💥 Force — Introduction
  • External factor required for change in shape, direction and state of motion
  • Effect: Change in speed/direction/shape (Push, Pull, Hit)
Newton (N)
SI Unit
Dyne
CGS Unit
1 N = 10⁵ dyne
Conversion
📋 Types of Force
1. Contact Force
  • Requires physical contact
  • e.g. Frictional force, Muscular force
2. Non-Contact Force
  • No physical contact needed (Field force)
  • e.g. Gravitational force, Magnetic force
3. Balanced Force
  • Resultant force = Zero
  • Position unchanged, a = 0
  • Fnet = 200 − 200 = 0 N
4. Unbalanced Force
  • Resultant force ≠ Zero
  • Position changed, a > 0
  • Fnet = 400 − 200 = 200 N
⚠ Exam Trap
Balanced force → a = 0 (object stays at rest OR moves with constant velocity). Unbalanced → a ≠ 0. Gravitational force = Non-contact force (no touch required).
1️⃣ Newton's First Law — Law of Inertia
Also known as: Galileo's Law / Law of Inertia
  • An object at rest stays at rest; an object in motion stays in motion in a straight line
  • Until an external force acts on it
  • Gives the definition of Force and Inertia
  • e.g. Books on shelf, leaves falling, ball on inclined plane
Inertia
  • Proportional to mass
  • Types: Rest, Motion and Direction
  • Meaning: Opposes change, maintains stability
  • e.g. Bullet causing a hole in glass (inertia of motion)
Momentum
  • P = m × v
  • Unit: kg·m/s
  • Proportional to mass × velocity
  • Vector quantity
2️⃣ Newton's Second Law
  • Rate of change of momentum is proportional to applied force
  • F ∝ dp/dt → F = m(dv/dt)
  • F = ma
  • The expression of force is derived from 2nd law
F = ma
⚡ Impulse
  • Impulse = Average force × Time interval
  • I = F × Δt = ΔP
  • Unit: Ns
  • Practical examples: Hammer use, Players taking catch
I = F·Δt = m(v−u)
⚡ Worked Example
m=10g=0.01kg, u=0, v=10m/s
I = 0.01 × (10−0) = 0.1 Ns
3️⃣ Newton's Third Law — Action-Reaction Law
  • "Every action has an equal and opposite reaction"
  • F₁ = −F₂ (equal in magnitude, opposite in direction)
  • Action and reaction act on DIFFERENT bodies
Examples:Rocket launching, Rowing a boat, Swimming, Bouncing a ball, Firing a gun (recoil)
⚠ Exam Trap
1st Law = Inertia / Galileo's law. 2nd Law = F = ma (force defined here). 3rd Law = Action-Reaction. Action and reaction NEVER cancel each other (they act on different bodies).
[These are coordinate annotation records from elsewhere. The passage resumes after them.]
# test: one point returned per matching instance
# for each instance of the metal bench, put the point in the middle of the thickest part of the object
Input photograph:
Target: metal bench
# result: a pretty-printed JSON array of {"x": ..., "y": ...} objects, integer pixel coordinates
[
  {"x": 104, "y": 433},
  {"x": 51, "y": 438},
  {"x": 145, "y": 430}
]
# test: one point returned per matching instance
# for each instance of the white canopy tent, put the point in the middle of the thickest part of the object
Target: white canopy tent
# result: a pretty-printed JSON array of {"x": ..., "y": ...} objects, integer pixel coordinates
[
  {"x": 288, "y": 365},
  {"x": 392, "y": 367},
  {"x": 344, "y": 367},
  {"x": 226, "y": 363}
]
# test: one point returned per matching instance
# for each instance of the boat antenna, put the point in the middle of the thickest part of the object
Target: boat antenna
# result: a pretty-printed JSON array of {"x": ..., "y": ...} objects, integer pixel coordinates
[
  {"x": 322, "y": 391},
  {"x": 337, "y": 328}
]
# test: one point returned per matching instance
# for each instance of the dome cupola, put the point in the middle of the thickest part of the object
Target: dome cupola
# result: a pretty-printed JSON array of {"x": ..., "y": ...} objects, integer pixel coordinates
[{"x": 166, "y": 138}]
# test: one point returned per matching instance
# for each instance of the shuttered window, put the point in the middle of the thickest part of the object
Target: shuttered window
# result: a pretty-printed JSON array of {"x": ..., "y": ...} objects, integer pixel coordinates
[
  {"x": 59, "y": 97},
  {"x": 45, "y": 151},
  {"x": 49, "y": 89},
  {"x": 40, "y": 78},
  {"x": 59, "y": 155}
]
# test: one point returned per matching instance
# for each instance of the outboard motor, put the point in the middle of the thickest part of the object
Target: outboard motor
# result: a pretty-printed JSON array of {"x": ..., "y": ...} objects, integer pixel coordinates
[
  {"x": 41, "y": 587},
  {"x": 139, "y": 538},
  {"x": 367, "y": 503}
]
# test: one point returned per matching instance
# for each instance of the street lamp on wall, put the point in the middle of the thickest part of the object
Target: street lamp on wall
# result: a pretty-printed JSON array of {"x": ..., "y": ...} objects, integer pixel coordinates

🔄 Conservation of Linear Momentum
  • If external force = 0, total linear momentum remains conserved
  • F = dp/dt = 0 → P = constant
  • e.g. Rocket propulsion, Gun recoil, Boat moves back when person jumps
m₁u₁ + m₂u₂ = m₁v₁ + m₂v₂
🎯 Collision — Worked Example
  • m₁ = 10 kg (moving right at 20 m/s)
  • m₂ = 4 kg (moving left at 20 m/s → u₂ = −20 m/s)
  • Combined mass = 14 kg (perfectly inelastic collision)
m₁u₁ + m₂u₂ = (m₁+m₂)v
10(20) + 4(−20) = 14v
200 − 80 = 14v
v = 120/14 = 8.57 m/s →
⚡ Quick Recall
Momentum = P = mv. Conservation only when external force = 0. Rocket works on conservation of momentum + Newton's 3rd law.
🧲 Friction — Introduction
  • Force acting along tangential direction between contact surfaces
  • Opposes relative motion
  • Parallel to contact surfaces
  • Formula: F = μR (μ = coefficient of friction, R = Normal Reaction)
Causes of Friction
  • Irregularity of surfaces (rough surface → more friction)
  • Molecular bonds formed at contact points
Key Formula
F = μR
  • μ = coefficient of friction
  • R = Normal reaction
📋 Types of Friction
Type Explanation Formula
Static Friction Between surface & object BEFORE motion starts
Limiting Friction Maximum value of static friction (just about to move) Fs = μsR
Kinetic Friction Between contact surfaces of MOVING objects Fk = μkR
Rolling Friction Weak friction when object ROLLS over surface (type of kinetic)
Sliding Friction Friction due to SLIDING of object (type of kinetic)
Order:Limiting Friction > Static Friction > Sliding Friction > Rolling Friction
⚠ Exam Trap
Rolling friction is the LEAST among all friction types — that's why wheels are used! Limiting friction = Maximum static friction (object is on the verge of moving).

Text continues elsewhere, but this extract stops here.